Bupati berencana mengirimkan orang Mentawai ke Yogyakarta untuk belajar konstruksi atau kerajinan bambu. Bagi dia, bambu sebagai energi listrik hanya salah satu, banyak manfaat lain.
“Kalau hanya listrik, ya kecil. Banyak fungsinya. Termasuk pariwisata. Kita tanam bambu di sana, kan oksigen bagus. Kira-kira begitu. Jadi nilai historis kebijakannya seperti itu.”
Dalam presentasi Jaya Wahono, Presiden Direktur PT.Charta Putra Indonesia (CPI), pengembang biomassa bambu, menyebutkan, untuk proyek biomassa bambu ini, setiap keluarga mendapat plot satu sampai dua hektar untuk menanam bambu sebagai sumber energi. Dalam dua batang bambu setara dengan kebutuhan energi per keluarga selama satu bulan.
Setiap hektar akan menghasilkan bambu sekitar 10-20 ton atau 5.000-10.000 batang bambu per tahun.
Investasi pembangkit biomassa di desa-desa Mentawai ini bernilai Rp100 juta per keluarga, bisa menambah pendapatan sekitar Rp1-Rp2 juta per bulan per keluarga. Juga membantu restorasi lahan non produktif dua sampai tiga hektar per keluarga dan meningkatkan umur produktivitas hingga 10 tahun bagi setiap orang Mentawai.
Mengapa libatkan PLN?
Pada berita Mongabay sebelumnya, ada menyebutkan, soal Jaya menawarkan listrik ke PLN dan bikin Farouk, Koordinator MCA Sumbar, kesal. Farouk merasa kalau jual ke PLN, berarti membisniskan energi bambu yang dapatkan pendanaan MCA.
Jaya menilai, Farouk, salah mengerti. “Farouk itu mengatakan saya mau enaknya, menurut saya, dia nggak ngerti jalan ceritanya. Gitu loh. Dia nggak pernah menemui PLN. Saya yang menemui PLN.”
Kepada Mongabay Jaya menjelaskan soal kepemilikan pembangkit dan peran PLN. Dia bilang, pembangkit listrik biomassa bambu itu milik negara, dalam hal ini Pemerintah Mentawai, bukan punya swasta.
CPI, katanya, hanya membangun. “Jadi Ide, merangkai, kemudian mencari pendanaan, akhirnya dapat. Barangnya nanti milik negara,” katanya.

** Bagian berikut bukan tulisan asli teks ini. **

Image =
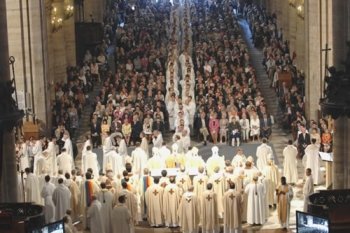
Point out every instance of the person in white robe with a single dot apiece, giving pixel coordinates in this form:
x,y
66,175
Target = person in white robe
x,y
215,161
105,197
164,151
232,202
24,156
313,161
284,193
256,209
272,178
290,162
218,182
94,216
64,161
32,188
121,217
263,154
189,212
157,139
139,160
156,162
209,216
68,145
49,206
51,159
154,203
308,188
171,200
61,198
89,160
86,143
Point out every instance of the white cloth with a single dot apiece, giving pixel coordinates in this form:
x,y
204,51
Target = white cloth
x,y
89,160
263,154
105,197
121,219
32,189
64,162
49,206
308,189
290,170
69,149
139,160
256,203
313,162
61,198
95,217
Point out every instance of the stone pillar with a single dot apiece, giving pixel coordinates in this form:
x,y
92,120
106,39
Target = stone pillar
x,y
8,181
313,58
69,38
340,30
341,153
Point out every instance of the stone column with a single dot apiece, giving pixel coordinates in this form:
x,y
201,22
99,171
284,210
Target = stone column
x,y
340,30
341,153
313,58
8,181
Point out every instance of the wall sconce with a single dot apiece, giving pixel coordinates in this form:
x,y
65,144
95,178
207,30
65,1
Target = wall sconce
x,y
68,9
300,11
56,21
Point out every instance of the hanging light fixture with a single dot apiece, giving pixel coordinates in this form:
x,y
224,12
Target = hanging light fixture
x,y
56,20
68,9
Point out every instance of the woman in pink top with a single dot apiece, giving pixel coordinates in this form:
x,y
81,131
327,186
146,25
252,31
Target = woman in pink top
x,y
214,126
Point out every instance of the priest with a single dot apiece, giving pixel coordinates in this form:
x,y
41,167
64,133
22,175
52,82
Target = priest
x,y
189,212
61,199
232,202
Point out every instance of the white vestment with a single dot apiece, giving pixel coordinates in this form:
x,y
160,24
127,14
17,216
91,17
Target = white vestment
x,y
256,208
64,162
95,217
69,149
32,189
290,170
139,161
308,189
189,213
105,197
121,219
313,162
89,160
61,199
263,154
49,206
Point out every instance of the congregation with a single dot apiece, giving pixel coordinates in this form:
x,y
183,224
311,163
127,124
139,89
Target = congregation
x,y
181,68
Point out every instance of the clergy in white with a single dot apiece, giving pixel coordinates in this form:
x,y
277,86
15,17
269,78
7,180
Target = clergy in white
x,y
61,199
256,208
49,206
263,154
94,216
105,197
89,160
290,170
313,160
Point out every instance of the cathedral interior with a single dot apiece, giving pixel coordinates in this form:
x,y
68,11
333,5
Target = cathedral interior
x,y
69,65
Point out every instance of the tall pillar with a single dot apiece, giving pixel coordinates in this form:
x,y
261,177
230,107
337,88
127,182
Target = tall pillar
x,y
313,58
341,154
8,174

Soal usaha Jaya menjual energi kepada PLN, katanya, bukan dalam upaya mengambil manfaat dari proyek ini. Di seluruh penjuru Indonesia, kata Jaya, merupakan wilayah kelistrikan PLN.
“Jadi kita tak bisa mengambil alih begitu saja. Ini orang banyak yang nggak tahu. Produksi listrik boleh swasta murni, tapi menguasai wilayah usaha, itu nggak boleh. Negara harus hadir. Bisa PLN, bisa juga pemda,” katanya.
Dengan pertimbangan aspek teknik dan keekonomian, ucap Jaya, pemerintah daerah bakal berat kalau mengurus wilayah usaha kelistrikan. Jadi, daerah produksi listrik, jual ke PLN. PLN bertindak sebagai penyedia jaringan dan distribusi. Setelah jual ke PLN, listrik mengalir ke warga Mentawai dengan tarif bersubsidi.
“Kalau swasta atau pemda yang memegang wilayah usaha yang sekecil itu, subsidinya dari mana? Kan harus mencari dari APBD, dari sumber lain. Atau masyarakat harus dibebani untuk membayar lebih. Kan tidak fair.”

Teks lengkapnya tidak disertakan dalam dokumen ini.